Coronary procedures have similar survival rates, but differ on angina relief, stroke and revascularizations

WEDNESDAY, Oct. 17 (HealthDay News) -- Survival rates for patients who have coronary artery bypass graft (CABG) surgery are about the same as they are for patients who have percutaneous coronary intervention (PCI), but beyond that, each procedure type has advantages and disadvantages, according to a systematic review of randomized trials published online Oct. 16 in the Annals of Internal Medicine.

Dena M. Bravata, M.D., of the Stanford University School of Medicine in Stanford, Calif., and colleagues reviewed 23 randomized, controlled trials in which a total of 5,019 patients had PCIs and 4,944 had CABG. The surveys covered the years 1966 through 2006, and included a variety of forms of both procedures. Patients were mostly of European ancestry, 27 percent were female and were an average 61 years old.

The survival difference between patients who had the two types of procedures over all measured time periods (including 30 days, one year and five years) was less than 1 percent.

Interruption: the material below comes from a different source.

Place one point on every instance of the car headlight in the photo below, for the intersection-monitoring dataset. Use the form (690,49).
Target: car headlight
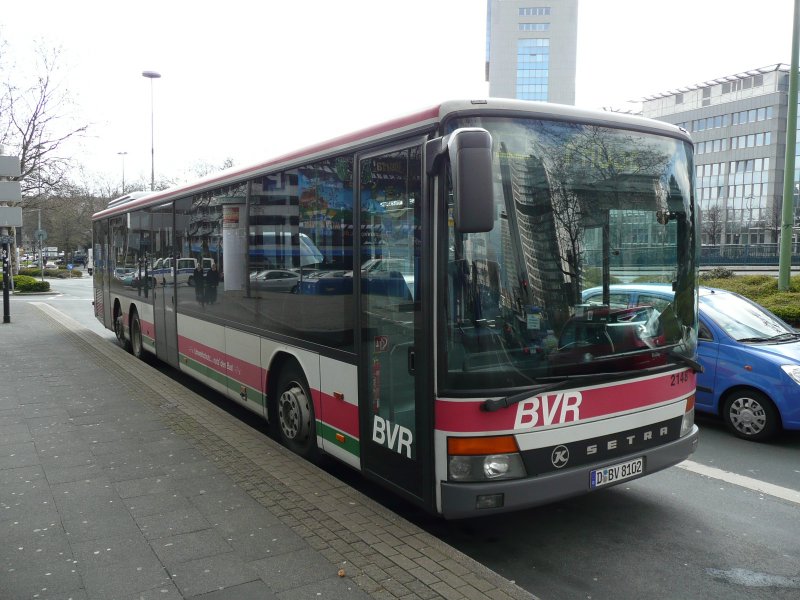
(792,371)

Patients undergoing CABG were more likely to experience angina relief than PCI patients. CABG patients were also less likely to undergo repeated revascularization procedures (a risk difference of 24 percent at one year and 33 percent at five years), but the rate of procedural stroke was higher after CABG (1.2 percent) than after PCI (0.6 percent).

"Our analysis has identified numerous gaps in evidence of comparative effectiveness of PCI and CABG that are opportunities for future research," the authors conclude.